Women in Britain took to the streets in the early 1900s to fight for their right to vote in political proceedings. Known as suffragettes, it wasn't until 1928 that their efforts saw women over 21 years win the right to vote.
For Helen Pankhurst, the great-granddaughter of leading British suffragette Emmeline Pankhurst, the term "feminist" has its own connection with the suffragette movement, as does the word "suffragette" itself.
Speaking at the AllBright's FoundHER Festival in London in July, Pankhurst, a women's rights campaigner and writer, explained how the term suffragette had been coined by British newspaper the Daily Mail as "a way of making fun of us," before the female campaigners realized that they liked the expression and decided to adopt it.
"And I think the same goes on with the term feminist," she added. "It is used as a way to pigeonhole and describe it negatively. And I think what we should do is not allow it to be used in that way, and to own it and to be proud of it, and to show it in lots of different ways."
During a session titled "Helen Pankhurst: Deeds Not Words," Pankhurst suggested that there were lots of different ways to convey feminism in society.
For instance, "you could be a feminist because you are a sportsperson, who's passionate about sports equality — and you might not be interested in political equality, but actually in the sporting field, that's the one that you care about."
Like the contention surrounding the word suffragette a century ago, an attempt to portray feminists and feminism negatively is what needs to be combatted today, Pankhurst said.
Typically, feminism is defined by many as supporting women's rights on the grounds of equality between the genders, meaning that women should receive the same opportunities, rights, authority and treatment as men.
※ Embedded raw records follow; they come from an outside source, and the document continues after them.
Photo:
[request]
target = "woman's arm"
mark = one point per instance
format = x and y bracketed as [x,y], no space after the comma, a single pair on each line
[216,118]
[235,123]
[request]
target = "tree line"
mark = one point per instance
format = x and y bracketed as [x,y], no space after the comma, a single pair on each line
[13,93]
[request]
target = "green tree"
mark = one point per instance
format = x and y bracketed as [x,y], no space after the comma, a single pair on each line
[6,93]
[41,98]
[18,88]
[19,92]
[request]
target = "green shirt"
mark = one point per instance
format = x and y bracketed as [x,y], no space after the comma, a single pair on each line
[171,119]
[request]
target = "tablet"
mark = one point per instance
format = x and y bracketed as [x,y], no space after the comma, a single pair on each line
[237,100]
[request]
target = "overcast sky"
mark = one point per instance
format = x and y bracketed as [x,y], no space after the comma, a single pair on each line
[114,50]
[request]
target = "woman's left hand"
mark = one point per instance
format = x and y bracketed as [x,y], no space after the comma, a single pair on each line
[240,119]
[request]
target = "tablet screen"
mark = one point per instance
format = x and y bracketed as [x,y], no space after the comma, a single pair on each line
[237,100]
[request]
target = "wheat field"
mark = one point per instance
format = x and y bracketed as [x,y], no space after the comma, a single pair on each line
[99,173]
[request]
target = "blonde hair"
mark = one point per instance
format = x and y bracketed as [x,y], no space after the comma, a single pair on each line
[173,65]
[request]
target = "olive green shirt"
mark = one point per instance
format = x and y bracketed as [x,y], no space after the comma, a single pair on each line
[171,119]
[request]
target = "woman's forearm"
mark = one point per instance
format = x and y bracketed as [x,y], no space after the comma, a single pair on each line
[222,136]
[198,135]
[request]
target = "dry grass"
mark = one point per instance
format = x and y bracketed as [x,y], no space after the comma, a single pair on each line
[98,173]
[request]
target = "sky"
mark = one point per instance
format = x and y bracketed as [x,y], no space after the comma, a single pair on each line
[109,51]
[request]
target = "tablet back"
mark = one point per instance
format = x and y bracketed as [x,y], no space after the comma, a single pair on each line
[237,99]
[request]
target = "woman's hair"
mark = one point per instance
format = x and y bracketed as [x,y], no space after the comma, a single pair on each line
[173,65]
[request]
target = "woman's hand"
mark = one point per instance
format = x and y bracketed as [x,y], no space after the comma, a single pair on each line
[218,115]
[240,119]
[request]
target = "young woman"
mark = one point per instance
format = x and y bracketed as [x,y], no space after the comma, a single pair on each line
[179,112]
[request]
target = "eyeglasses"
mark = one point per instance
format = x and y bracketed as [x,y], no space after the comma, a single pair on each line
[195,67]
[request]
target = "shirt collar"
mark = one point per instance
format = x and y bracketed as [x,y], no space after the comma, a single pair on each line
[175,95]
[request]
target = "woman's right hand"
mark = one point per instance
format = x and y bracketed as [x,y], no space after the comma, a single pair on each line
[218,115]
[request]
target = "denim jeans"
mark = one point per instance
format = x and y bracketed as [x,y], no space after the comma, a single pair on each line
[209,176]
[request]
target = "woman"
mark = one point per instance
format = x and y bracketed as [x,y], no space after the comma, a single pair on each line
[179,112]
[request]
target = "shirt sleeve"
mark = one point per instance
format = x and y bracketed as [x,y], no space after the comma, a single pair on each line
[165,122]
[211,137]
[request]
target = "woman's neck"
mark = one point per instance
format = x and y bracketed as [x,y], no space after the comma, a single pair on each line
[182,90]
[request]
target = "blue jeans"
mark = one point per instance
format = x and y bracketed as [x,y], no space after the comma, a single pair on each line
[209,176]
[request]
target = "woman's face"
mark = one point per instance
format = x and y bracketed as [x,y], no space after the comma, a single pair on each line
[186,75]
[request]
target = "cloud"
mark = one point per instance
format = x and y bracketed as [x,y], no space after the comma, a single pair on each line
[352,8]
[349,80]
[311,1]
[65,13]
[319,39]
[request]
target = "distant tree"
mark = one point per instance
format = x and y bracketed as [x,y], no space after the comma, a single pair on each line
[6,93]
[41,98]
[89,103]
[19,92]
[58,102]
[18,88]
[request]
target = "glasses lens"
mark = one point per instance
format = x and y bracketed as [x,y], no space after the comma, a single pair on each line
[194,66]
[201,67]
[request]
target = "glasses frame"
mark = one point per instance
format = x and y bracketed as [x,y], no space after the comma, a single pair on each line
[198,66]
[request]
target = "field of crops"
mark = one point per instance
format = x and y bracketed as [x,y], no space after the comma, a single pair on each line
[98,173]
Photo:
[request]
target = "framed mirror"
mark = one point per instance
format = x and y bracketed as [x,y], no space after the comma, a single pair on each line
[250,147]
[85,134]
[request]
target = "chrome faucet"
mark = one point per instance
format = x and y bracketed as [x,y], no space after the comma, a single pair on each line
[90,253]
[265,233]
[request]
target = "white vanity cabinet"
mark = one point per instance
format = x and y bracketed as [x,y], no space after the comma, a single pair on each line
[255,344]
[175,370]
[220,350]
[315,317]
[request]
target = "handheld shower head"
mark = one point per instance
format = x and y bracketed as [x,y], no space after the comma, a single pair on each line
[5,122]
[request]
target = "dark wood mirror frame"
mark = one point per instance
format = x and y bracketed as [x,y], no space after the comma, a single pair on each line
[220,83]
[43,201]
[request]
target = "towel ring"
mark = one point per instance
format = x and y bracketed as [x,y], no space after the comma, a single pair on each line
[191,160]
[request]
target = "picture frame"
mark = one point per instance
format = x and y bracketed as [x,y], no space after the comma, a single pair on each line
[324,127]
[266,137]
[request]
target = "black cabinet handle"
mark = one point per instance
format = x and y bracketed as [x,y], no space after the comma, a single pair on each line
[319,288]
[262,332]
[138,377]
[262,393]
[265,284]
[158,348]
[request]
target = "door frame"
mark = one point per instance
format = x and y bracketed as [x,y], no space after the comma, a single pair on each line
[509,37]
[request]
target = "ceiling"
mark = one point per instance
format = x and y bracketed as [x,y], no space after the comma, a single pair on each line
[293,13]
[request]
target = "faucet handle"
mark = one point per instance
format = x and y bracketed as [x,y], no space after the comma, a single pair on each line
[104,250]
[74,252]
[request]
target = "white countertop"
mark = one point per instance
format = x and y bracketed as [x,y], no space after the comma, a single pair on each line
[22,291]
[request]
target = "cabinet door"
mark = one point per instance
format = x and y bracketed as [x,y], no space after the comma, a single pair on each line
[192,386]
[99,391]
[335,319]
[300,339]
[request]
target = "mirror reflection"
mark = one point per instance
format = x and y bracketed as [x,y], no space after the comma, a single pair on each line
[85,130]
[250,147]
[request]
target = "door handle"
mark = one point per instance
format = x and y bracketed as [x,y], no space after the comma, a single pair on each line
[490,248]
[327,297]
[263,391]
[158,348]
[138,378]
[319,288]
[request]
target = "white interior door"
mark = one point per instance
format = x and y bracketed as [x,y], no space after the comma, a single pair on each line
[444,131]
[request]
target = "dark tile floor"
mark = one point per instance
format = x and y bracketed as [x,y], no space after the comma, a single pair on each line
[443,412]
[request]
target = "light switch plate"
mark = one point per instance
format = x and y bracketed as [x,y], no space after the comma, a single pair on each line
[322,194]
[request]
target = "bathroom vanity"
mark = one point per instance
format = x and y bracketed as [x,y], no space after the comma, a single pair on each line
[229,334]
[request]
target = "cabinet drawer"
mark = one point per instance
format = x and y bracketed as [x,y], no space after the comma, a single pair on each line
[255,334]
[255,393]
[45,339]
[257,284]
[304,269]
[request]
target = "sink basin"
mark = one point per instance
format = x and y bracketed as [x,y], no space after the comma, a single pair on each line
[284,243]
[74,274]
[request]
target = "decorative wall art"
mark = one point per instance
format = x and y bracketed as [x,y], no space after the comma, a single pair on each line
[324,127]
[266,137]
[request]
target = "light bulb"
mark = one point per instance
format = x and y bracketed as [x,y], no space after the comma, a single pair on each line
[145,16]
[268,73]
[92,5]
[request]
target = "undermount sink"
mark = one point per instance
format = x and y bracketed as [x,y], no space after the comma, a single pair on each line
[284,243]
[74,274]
So if a person supports this belief, then he or she too is a feminist, Pankhurst explained.
"The first thing you can do is call yourself a feminist, because if you don't even have the courage to do that, then you're already shying away from speaking up against inequality."
People worldwide have stepped up and called themselves a feminist, from activists on the streets to famous personalities such as Nobel Prize Laureate Malala Yousafzai, Canadian Prime Minister Justin Trudeau and actors Emma Watson and Justin Baldoni.
And a greater understanding of what it means to be a feminist in today's society is on the rise, but issues still remain.
For instance, the Fawcett Society published its Sex Equality: State of the Nation report in January 2016, which states that 67 percent of the 8,000-plus U.K. citizens surveyed were sympathetic to feminism, with even more wanting equality for all sexes; however, only 7 percent considered themselves a feminist.
Yet a change of thought can take shape — take Yousafzai, for example. At the World Economic Forum in Switzerland in January, the activist told a crowd that when she first heard the term feminism, she thought it was a tricky phrase due to messages she'd seen that suggested it was about female superiority rather than equality.
"I just looked more into it and I realized that feminism is just another word for equality — it means equality and no-one would object equality, no one should object equality and it just means that women should have equal rights as men," Yousafzai said.
It's this initial step of embracing the word feminist that is "really important," Pankhurst said. "So for me, it's a really important first step about saying, 'I believe that there is gender [inequality] and there is still something we need to do, that we need to address."